01 Mar Abierto 02 Sheiko 03 Al Viento las Velas 04 La Serena 05 El Misterio del Maracuyá 06 Maestra 07 La Simiente 08 Cuando Estalla 09 Digo 10 Piedra 11 Nao Se Esqueça de Nós

12 Siestas de Verano

Gravadora: MS2 Discos
Data de Lançamento: 15 de setembro de 2012 (Uruguai) / outubro de 2013 (Brasil – versão física)

Quando um disco é lançado hoje em dia em países da Europa ou nos Estados Unidos, simultaneamente encontramos o link para download, gratuito ou não, para se antenar com o que acontece de novidade na música global.

Se essa fosse a regra para conhecer nova música, não poderia escrever sobre o último disco de Daniel Drexler a essa altura do campeonato.

Mar Abierto foi oficialmente lançado em setembro de 2012 na terra natal do músico, o Uruguai, mas só ganhou edição brasileira em outubro do ano passado. Isso depois de acumular o Prêmio Gardel de disco do ano na Argentina, ser incluído como um dos melhores álbuns de 2013 na lista do jornal El País (da Espanha) e adquirir boa aceitação no Sul do País.

Irmão mais novo do famoso Jorge Drexler, que ganhou um Óscar pela trilha sonora do filme Diários de Motocicleta, Daniel largou a Medicina para se dedicar à música. Mar Abierto é seu quinto disco.

Fã de João Gilberto e admirador das referências paisagísticas que pairam nas composições de Tom Jobim, Daniel até pode ter puxado algumas semelhanças com a bossa nova, mas seu compositor brasileiro favorito nos últimos tempos tem sido o gaúcho Vitor Ramil.

Orgânica, a música de Daniel ‘navega nos mares da diversidade’, unindo gêneros como milonga pampeana, chamarrita, bossa nova e música regional do Rio da Prata.

O painel geográfico construído em torno do disco é importante para simbolizar sentimentos descritos pelas canções. Em “Sheiko”, ‘entre golpes e beijos’ o cantor passa pelas costas de Rocha e as praias do Alaska numa espécie de música havaiana minimalista, de mares calmos e toques de sofisticação.

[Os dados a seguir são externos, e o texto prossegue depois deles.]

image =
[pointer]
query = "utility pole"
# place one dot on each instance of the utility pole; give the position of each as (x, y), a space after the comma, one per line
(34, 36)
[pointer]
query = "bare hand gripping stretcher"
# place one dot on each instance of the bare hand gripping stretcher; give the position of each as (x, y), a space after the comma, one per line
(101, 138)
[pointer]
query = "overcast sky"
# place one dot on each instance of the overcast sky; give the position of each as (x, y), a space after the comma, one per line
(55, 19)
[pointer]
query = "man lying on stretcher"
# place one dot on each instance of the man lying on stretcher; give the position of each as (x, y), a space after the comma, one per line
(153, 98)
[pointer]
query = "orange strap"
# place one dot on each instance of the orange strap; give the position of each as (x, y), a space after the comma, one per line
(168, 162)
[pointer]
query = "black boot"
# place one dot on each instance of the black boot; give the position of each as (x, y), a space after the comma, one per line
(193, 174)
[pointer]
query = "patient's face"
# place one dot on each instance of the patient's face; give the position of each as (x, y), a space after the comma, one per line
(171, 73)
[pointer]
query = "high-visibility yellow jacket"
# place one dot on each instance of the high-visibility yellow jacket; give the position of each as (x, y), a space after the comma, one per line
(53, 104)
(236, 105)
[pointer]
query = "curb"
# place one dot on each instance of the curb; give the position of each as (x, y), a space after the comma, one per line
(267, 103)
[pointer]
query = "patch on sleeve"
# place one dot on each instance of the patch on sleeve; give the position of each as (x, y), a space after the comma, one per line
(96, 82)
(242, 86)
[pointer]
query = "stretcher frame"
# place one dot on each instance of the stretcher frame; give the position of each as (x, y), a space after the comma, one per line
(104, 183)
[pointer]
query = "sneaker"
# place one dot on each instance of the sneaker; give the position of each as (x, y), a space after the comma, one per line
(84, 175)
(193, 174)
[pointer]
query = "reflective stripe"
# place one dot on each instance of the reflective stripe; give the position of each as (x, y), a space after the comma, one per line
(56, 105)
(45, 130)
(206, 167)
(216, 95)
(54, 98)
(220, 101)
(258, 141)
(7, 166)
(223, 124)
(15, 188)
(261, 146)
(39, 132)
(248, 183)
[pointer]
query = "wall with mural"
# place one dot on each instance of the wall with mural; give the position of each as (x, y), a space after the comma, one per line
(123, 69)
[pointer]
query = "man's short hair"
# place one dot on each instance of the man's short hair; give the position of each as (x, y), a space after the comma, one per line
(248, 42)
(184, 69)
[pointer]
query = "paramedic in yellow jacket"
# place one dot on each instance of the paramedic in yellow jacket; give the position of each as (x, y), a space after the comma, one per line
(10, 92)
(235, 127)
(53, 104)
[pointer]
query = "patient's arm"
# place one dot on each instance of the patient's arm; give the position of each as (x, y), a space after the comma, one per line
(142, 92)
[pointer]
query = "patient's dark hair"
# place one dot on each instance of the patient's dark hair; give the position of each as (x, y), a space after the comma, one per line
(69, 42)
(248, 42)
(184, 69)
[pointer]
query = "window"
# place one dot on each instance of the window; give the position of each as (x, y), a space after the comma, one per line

Esses lugares nem sempre são reais. Podem ser um ‘labirinto de hortências’ no pop acústico de “La Serena” ou um lugar ‘longe, muito longe antes de apagar a luz’ cantado em “El Mistério del Maracuyá”, cujo formato folclórico lembra o sertanejo de raiz nordestino – até certo ponto, claro.

Descrito pelo próprio Daniel como a metáfora do desejo de liberdade e segurança inerentes ao ser humano, Mar Abierto é o itinerário peculiar de uma jornada que poderia ser de cada um de nós.

Quando se fala na procura pela felicidade, invariavelmente somos entregues a uma horda de clichês. Não que Daniel ache tudo tão bonito como a ‘cura do amor’, como canta em “La Simiente”. Ele está aberto ao mistério das coisas, seja diante de uma simples piedra ou expondo a reação positiva, a ‘alegria sobrehumana de sentir o horizonte tão próximo’, mencionada na faixa de encerramento “Siestas de Verano”, levada por guitarras taciturnas e distanciadas.

Como diz o músico, “no mar aberto o movimento em qualquer direção é possível”. O próprio disco prova que a jornada é instigante e pode ser tão prazerosa como a musicalidade supõe. Assim, Daniel Drexler prova que a interferência humana na natureza estática é o que faz o mundo mover. O mundo e, claro, a gente também.

ERRATA:
• O disco Mar Abierto foi lançado no Brasil em outubro de 2013 e não no início de 2014, como estava anteriormente.